Pastors

Are All Pastors Televangelists Now?

What Billy Graham, Fred Rogers, Mother Angelica, and others can teach us about delivering sermons to a camera.

illustration by rick szuecs | Source images: Envato Elements / Wikimedia Commons

Is every preacher a televangelist now? The coronavirus has dispersed congregations and sent churches scrambling to air services online. Preachers—regardless of how they previously felt about their co-laborers on the small screen—have found themselves delivering sermons to cameras.

As today’s pastors adapt and experiment, there might be some things to learn from the experience of the first TV preachers. The history of televised sermons, after all, encompasses more than the scandals of the 1980s and more than the latest lineup on TBN.

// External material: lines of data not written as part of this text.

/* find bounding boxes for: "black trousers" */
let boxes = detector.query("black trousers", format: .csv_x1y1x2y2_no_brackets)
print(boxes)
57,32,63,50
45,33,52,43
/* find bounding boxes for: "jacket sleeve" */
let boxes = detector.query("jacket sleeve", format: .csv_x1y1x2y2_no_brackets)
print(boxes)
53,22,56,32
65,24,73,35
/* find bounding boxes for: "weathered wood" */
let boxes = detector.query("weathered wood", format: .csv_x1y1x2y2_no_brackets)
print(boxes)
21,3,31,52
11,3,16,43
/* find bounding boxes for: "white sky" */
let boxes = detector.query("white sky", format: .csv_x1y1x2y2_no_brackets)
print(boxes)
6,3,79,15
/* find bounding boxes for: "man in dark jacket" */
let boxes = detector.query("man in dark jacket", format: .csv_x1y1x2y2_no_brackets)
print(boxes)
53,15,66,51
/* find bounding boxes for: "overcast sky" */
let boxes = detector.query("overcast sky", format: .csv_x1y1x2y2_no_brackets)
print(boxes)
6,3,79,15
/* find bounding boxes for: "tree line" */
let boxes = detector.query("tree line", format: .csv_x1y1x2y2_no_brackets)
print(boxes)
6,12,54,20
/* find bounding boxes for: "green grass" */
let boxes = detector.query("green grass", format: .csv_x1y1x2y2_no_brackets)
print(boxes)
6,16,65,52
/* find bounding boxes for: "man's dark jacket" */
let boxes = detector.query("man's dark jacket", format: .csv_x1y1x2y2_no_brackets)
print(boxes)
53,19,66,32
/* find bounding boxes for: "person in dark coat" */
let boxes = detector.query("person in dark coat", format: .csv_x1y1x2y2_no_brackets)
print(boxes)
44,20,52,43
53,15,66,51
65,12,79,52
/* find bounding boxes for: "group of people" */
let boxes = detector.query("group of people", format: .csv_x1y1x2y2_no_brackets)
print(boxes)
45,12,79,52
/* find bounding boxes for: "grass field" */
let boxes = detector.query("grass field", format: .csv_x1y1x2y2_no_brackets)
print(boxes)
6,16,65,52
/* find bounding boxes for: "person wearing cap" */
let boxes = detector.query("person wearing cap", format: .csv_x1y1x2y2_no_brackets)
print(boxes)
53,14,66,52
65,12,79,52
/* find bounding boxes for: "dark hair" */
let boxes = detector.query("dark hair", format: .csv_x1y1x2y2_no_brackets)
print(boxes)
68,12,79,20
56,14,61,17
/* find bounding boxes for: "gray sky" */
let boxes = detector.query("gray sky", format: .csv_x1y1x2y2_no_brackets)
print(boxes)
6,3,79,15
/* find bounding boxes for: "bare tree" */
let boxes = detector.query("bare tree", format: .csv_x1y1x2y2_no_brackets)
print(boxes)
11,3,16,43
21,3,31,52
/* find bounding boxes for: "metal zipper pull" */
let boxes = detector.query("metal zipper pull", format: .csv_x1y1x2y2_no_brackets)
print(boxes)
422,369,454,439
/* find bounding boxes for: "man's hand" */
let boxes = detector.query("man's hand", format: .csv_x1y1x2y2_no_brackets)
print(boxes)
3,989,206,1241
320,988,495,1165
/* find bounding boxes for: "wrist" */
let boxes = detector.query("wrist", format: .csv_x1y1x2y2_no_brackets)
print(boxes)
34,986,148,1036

While we may not think of them all as “televangelists,” a wide range of Christians have found ways to use the medium. Here are seven things today’s pandemic-era pastor can learn from early experiments with preaching through screens.

1. Adapt.

When Percy Crawford started filming the first nationally broadcast religious television show in 1949, he would frequently walk out of frame. “You’d see the cameraman trying to chase him down,” one staffer recalled. “You couldn’t keep him behind a pulpit.” New mediums come with new restraints, and new restraints require adjustments.

2. Know your audience.

The leaders of the Lutheran Church–Missouri Synod did not own a single TV set among them when Walter Maier approached them about funding a television ministry. Maier said he wouldn’t use TV if he was just trying to reach Missouri Synod Lutheran leaders; his aim was to reach a broader audience. Maier knew that new technology would reach new people. He received $750,000. Seize the opportunity to do something different.

3. Try something.

Mother Angelica, the Catholic nun who founded Eternal Word Television Network, started her TV station in 1978 with $200 and 12 cloistered nuns who had no broadcast experience. She didn’t know if it would work, she later recalled, but she had to start somewhere. “The grace comes with that one step,” she said, “and you get the grace as you step.”

4. Know your technology.

Billy Graham ended his short-lived television program in 1951. Viewers weren’t a problem and funding wasn’t a problem, but technical expertise was. Graham had the best possible people to organize crusades, but that didn’t mean they could produce high-quality TV programing. Skills in one area may not translate to skills in another.

5. Create a community.

Early televangelists struggled to preach without an in-person audience. Charles Fuller quit. Oral Roberts said it was like trying to preach without oxygen.Pat Robertson, founder of the Christian Broadcasting Network, wondered what kind of new interaction was possible with the new technology. He started asking viewers to call in with prayer requests. Successful communication goes in two directions.

6. Think about access.

Fred Rogers, a Presbyterian ordained to minister through children’s television, didn’t always explain what he was doing as he fed his goldfish on his show. Then a girl wrote to him, concerned he had forgotten them. She was blind and depended on his descriptions to know what was happening. After that, Rogers narrated his actions. There are always ways to include more people.

7. Be grateful for what you don’t know.

Lester Sumrall thought failing was tough when his first Christian TV show was canceled by a local Indiana station in the 1960s. Then he tried again in the ’70s and succeeded—and that was even harder. “Had I known the complexity of this medium, I might not have had the faith to tackle it,” he said. Success may, at times, depend on your ignorance.

Daniel Silliman is news editor for Christianity Today.